Why Use a Passphrase Instead of a Password
A passphrase like correct-horse-battery-staple is easier to remember than Xk9#mP2$vL and can actually be more secure. Four random common words produce a search space of billions of combinations — far more than an 8-character random password. Passphrases are ideal for master passwords (password managers, disk encryption, SSH keys) where you need both strong security and the ability to type it without looking at a screen. They also survive the "write it on a sticky note" problem — a memorable passphrase doesn't need to be written down.
- High entropy: 4 random words from a 7,776-word list gives ~51 bits of entropy — stronger than most passwords
- Memorable: Random word combinations form mental images that stick
- Typeable: No special characters required — works on any keyboard, device, or login screen
- Cryptographically random: Generated using your browser's
crypto.getRandomValues()— not predictable - No account needed: Generate as many passphrases as you need, instantly
Choose the Right Variant
- This page: Passphrases — memorable word combinations for master passwords and encryption keys
- Password Generator: Random character passwords with symbols and numbers
- Secure Password Generator: High-entropy passwords for accounts and APIs
- Random Password Generator: Configurable random passwords
Step-by-Step Tutorial
- Open the password generator and select passphrase mode if available, or generate a memorable output
- A set of random words is generated using cryptographically secure randomness
- If the combination isn't memorable enough, regenerate — takes less than a second
- Add a number or symbol between words if the service requires it:
correct-horse-7-battery - Test that you can recall the passphrase after 5 minutes before committing to it
- Never reuse the same passphrase across multiple accounts
When to Use Passphrases vs Passwords
- Use passphrases for: Password manager master password, full-disk encryption (BitLocker, FileVault), SSH key passphrase, GPG key passphrase, Wi-Fi network passwords
- Use random passwords for: Individual website accounts (stored in a password manager), API keys, database credentials, service tokens — where you never type them manually
- The key distinction: If you need to memorise it and type it manually, passphrases win. If it lives in a password manager or vault, use a random password for maximum entropy per character.
Privacy and Data Handling
Passphrase generation runs entirely in your browser using the Web Crypto API's crypto.getRandomValues(). Generated passphrases are never sent to any server and are not logged. Close the tab and the passphrase is gone — store it securely immediately after generating.

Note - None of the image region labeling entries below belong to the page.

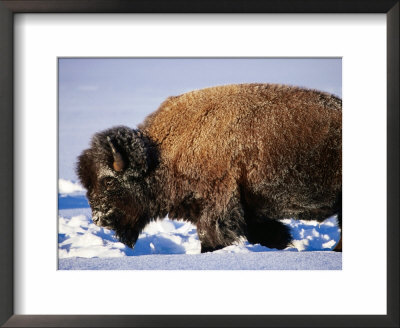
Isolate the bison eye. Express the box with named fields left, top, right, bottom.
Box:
left=101, top=178, right=113, bottom=188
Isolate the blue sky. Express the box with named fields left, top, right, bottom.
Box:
left=58, top=58, right=342, bottom=181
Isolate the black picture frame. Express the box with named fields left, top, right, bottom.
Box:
left=0, top=0, right=400, bottom=327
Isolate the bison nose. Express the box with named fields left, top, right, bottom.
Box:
left=92, top=213, right=100, bottom=226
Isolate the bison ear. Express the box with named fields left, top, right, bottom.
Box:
left=107, top=136, right=126, bottom=172
left=75, top=150, right=94, bottom=190
left=108, top=126, right=152, bottom=178
left=129, top=130, right=151, bottom=177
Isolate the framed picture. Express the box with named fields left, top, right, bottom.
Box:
left=0, top=1, right=399, bottom=327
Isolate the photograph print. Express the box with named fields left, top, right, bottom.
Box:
left=57, top=57, right=346, bottom=270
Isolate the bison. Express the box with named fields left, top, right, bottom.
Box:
left=77, top=84, right=342, bottom=253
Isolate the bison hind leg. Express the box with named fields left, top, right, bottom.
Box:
left=246, top=219, right=292, bottom=250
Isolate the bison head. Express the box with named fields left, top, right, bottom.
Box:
left=77, top=127, right=156, bottom=247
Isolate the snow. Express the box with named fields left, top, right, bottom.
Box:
left=58, top=182, right=342, bottom=270
left=59, top=251, right=342, bottom=270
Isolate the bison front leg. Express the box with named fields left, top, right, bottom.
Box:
left=197, top=203, right=246, bottom=253
left=246, top=217, right=292, bottom=249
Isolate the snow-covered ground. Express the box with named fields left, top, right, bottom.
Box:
left=58, top=180, right=341, bottom=270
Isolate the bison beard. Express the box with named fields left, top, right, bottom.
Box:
left=77, top=84, right=342, bottom=252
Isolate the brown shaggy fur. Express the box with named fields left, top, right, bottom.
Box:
left=77, top=84, right=342, bottom=252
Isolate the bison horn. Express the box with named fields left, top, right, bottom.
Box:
left=107, top=136, right=125, bottom=172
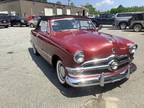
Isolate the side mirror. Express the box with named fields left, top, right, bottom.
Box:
left=96, top=25, right=102, bottom=31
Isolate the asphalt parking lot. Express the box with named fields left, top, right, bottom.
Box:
left=0, top=27, right=144, bottom=108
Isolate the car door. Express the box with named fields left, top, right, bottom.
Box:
left=37, top=20, right=51, bottom=62
left=106, top=14, right=114, bottom=25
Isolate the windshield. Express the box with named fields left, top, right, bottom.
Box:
left=52, top=18, right=95, bottom=31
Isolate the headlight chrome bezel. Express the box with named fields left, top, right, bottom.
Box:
left=129, top=44, right=138, bottom=54
left=73, top=51, right=85, bottom=64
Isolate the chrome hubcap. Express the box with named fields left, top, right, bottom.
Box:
left=121, top=24, right=126, bottom=29
left=134, top=25, right=140, bottom=31
left=32, top=45, right=36, bottom=54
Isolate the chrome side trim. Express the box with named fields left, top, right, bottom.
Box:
left=66, top=66, right=130, bottom=87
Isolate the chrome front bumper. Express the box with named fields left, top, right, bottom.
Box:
left=66, top=64, right=131, bottom=87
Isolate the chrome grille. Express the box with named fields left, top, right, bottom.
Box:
left=81, top=55, right=131, bottom=71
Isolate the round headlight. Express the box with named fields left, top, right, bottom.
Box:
left=129, top=44, right=137, bottom=54
left=74, top=51, right=84, bottom=63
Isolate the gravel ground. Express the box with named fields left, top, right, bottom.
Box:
left=0, top=27, right=144, bottom=108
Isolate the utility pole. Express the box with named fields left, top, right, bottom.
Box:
left=68, top=0, right=71, bottom=6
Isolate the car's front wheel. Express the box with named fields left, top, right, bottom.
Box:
left=56, top=60, right=68, bottom=86
left=119, top=23, right=127, bottom=30
left=133, top=24, right=142, bottom=32
left=29, top=23, right=35, bottom=28
left=32, top=45, right=39, bottom=55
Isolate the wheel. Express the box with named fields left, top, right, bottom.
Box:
left=29, top=23, right=34, bottom=28
left=133, top=24, right=142, bottom=32
left=32, top=45, right=39, bottom=56
left=5, top=25, right=9, bottom=28
left=17, top=23, right=22, bottom=27
left=119, top=23, right=127, bottom=30
left=56, top=60, right=68, bottom=87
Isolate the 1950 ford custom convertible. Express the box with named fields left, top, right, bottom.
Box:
left=31, top=15, right=137, bottom=87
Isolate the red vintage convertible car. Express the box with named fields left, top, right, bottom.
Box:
left=31, top=15, right=137, bottom=87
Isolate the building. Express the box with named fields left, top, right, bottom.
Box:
left=0, top=0, right=88, bottom=16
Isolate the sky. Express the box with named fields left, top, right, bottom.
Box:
left=48, top=0, right=144, bottom=11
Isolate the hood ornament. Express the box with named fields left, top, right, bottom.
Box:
left=112, top=48, right=116, bottom=54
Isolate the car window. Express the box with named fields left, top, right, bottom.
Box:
left=52, top=18, right=95, bottom=31
left=117, top=14, right=132, bottom=17
left=39, top=20, right=49, bottom=32
left=134, top=14, right=144, bottom=20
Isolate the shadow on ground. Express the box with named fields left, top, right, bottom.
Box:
left=28, top=48, right=137, bottom=98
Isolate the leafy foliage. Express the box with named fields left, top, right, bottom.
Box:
left=107, top=5, right=144, bottom=14
left=85, top=4, right=99, bottom=15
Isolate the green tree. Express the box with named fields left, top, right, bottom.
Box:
left=85, top=4, right=99, bottom=15
left=56, top=1, right=62, bottom=5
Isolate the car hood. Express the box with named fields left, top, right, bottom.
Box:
left=54, top=30, right=131, bottom=59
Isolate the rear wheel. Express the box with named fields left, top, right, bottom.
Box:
left=119, top=23, right=127, bottom=30
left=133, top=24, right=142, bottom=32
left=32, top=45, right=39, bottom=55
left=29, top=23, right=34, bottom=28
left=5, top=25, right=9, bottom=28
left=56, top=60, right=68, bottom=87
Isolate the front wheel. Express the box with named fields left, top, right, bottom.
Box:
left=133, top=24, right=142, bottom=32
left=56, top=60, right=68, bottom=87
left=120, top=23, right=127, bottom=30
left=5, top=25, right=9, bottom=28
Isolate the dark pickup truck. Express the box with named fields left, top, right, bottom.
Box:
left=92, top=14, right=114, bottom=26
left=0, top=14, right=10, bottom=28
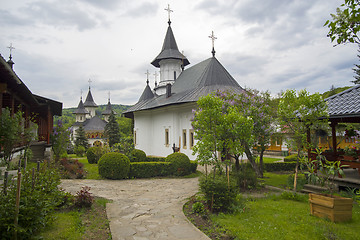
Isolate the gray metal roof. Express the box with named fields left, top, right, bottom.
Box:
left=84, top=87, right=97, bottom=107
left=139, top=82, right=154, bottom=102
left=124, top=57, right=245, bottom=116
left=325, top=85, right=360, bottom=118
left=151, top=23, right=190, bottom=67
left=73, top=99, right=89, bottom=114
left=101, top=99, right=116, bottom=115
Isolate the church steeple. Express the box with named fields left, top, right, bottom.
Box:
left=151, top=5, right=190, bottom=95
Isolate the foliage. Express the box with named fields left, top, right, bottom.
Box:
left=129, top=162, right=173, bottom=178
left=0, top=165, right=64, bottom=239
left=104, top=111, right=120, bottom=147
left=86, top=147, right=105, bottom=164
left=60, top=158, right=85, bottom=179
left=129, top=149, right=146, bottom=162
left=98, top=152, right=130, bottom=179
left=165, top=152, right=191, bottom=176
left=75, top=124, right=89, bottom=152
left=50, top=119, right=70, bottom=161
left=324, top=0, right=360, bottom=44
left=199, top=175, right=237, bottom=212
left=192, top=92, right=253, bottom=172
left=111, top=136, right=134, bottom=156
left=75, top=186, right=94, bottom=208
left=232, top=164, right=258, bottom=190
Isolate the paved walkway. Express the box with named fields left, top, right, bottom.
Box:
left=61, top=178, right=209, bottom=240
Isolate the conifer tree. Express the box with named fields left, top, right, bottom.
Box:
left=105, top=111, right=120, bottom=147
left=75, top=125, right=89, bottom=149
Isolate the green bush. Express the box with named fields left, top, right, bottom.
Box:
left=190, top=160, right=197, bottom=173
left=231, top=164, right=258, bottom=190
left=146, top=156, right=166, bottom=162
left=75, top=146, right=85, bottom=157
left=129, top=162, right=172, bottom=178
left=284, top=154, right=297, bottom=162
left=165, top=152, right=191, bottom=176
left=98, top=152, right=130, bottom=179
left=264, top=162, right=296, bottom=172
left=199, top=175, right=237, bottom=212
left=129, top=149, right=146, bottom=162
left=86, top=147, right=104, bottom=164
left=0, top=166, right=65, bottom=239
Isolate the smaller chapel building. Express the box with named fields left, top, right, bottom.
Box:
left=72, top=86, right=116, bottom=147
left=124, top=11, right=245, bottom=160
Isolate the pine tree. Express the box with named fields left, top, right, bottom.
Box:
left=105, top=111, right=120, bottom=147
left=351, top=49, right=360, bottom=84
left=75, top=125, right=89, bottom=149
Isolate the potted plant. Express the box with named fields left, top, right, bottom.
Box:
left=307, top=149, right=353, bottom=222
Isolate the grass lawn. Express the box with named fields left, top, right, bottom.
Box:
left=39, top=198, right=111, bottom=240
left=211, top=196, right=360, bottom=240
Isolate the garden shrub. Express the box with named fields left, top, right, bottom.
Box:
left=264, top=162, right=296, bottom=172
left=199, top=175, right=237, bottom=212
left=129, top=162, right=172, bottom=178
left=98, top=152, right=130, bottom=179
left=165, top=152, right=191, bottom=176
left=74, top=146, right=85, bottom=157
left=231, top=164, right=258, bottom=190
left=86, top=147, right=104, bottom=164
left=129, top=149, right=146, bottom=162
left=0, top=166, right=65, bottom=239
left=284, top=154, right=297, bottom=162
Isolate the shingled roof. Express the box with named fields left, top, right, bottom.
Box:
left=325, top=85, right=360, bottom=118
left=124, top=57, right=244, bottom=117
left=84, top=87, right=97, bottom=107
left=151, top=23, right=190, bottom=67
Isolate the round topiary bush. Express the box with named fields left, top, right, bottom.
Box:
left=165, top=153, right=191, bottom=176
left=86, top=147, right=104, bottom=164
left=130, top=149, right=146, bottom=162
left=98, top=152, right=130, bottom=179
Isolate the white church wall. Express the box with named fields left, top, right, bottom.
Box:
left=134, top=103, right=196, bottom=160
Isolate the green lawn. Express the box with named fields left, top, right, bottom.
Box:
left=212, top=197, right=360, bottom=240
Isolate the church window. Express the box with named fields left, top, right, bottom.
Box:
left=165, top=129, right=170, bottom=147
left=189, top=129, right=194, bottom=148
left=183, top=129, right=186, bottom=148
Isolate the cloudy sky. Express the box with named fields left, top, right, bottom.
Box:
left=0, top=0, right=359, bottom=108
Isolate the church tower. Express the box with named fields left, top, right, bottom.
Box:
left=73, top=97, right=89, bottom=122
left=151, top=5, right=190, bottom=95
left=84, top=86, right=98, bottom=118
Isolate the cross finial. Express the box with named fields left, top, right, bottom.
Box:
left=7, top=43, right=15, bottom=59
left=209, top=31, right=217, bottom=57
left=145, top=70, right=150, bottom=85
left=164, top=4, right=173, bottom=25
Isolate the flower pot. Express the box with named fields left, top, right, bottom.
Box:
left=309, top=193, right=353, bottom=222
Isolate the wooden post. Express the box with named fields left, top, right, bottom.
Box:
left=14, top=171, right=21, bottom=239
left=4, top=171, right=9, bottom=195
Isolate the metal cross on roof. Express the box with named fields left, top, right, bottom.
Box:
left=7, top=43, right=15, bottom=58
left=164, top=4, right=173, bottom=24
left=209, top=31, right=217, bottom=57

Frequently Asked Questions
How many words should a passphrase have for strong security?
Four words from the EFF Large Wordlist (7,776 words) gives approximately 51 bits of entropy — considered strong for most purposes. Five words gives ~64 bits, equivalent to a random 10-character password with full character set. Six words (~77 bits) is considered strong enough for high-value targets. Most password managers and encryption tools are adequately protected by 4–5 words. If a site requires a minimum number of characters, 4–5 words separated by hyphens typically satisfies even 20-character minimums while remaining memorable.
Are passphrases really harder to crack than passwords?
Yes, when both are truly random. A 4-word passphrase drawn from a 7,776-word list has 7,776⁴ ≈ 3.6 trillion possible combinations. A random 8-character password using lowercase only has 26⁸ ≈ 208 billion combinations — fewer. The issue is that people don't choose truly random passwords — they use patterns, names, and dictionary words. The advantage of passphrases is that they're random but memorable, so users are more likely to use them properly. A random 12-character password with symbols (~72 bits) still has higher entropy than a 4-word passphrase, but it won't be memorised without a tool.
Can I use a passphrase for my email or social media accounts?
Yes, but only if you don't reuse it. The main risk with memorable passphrases is reuse — if one site is breached, attackers try the same passphrase on other sites. Use a unique passphrase (or random password stored in a password manager) for every account. Enable two-factor authentication on your email account regardless of password strength — email account access enables password resets on most other services, making it the highest-value target. A passphrase for email with 2FA is an excellent security combination.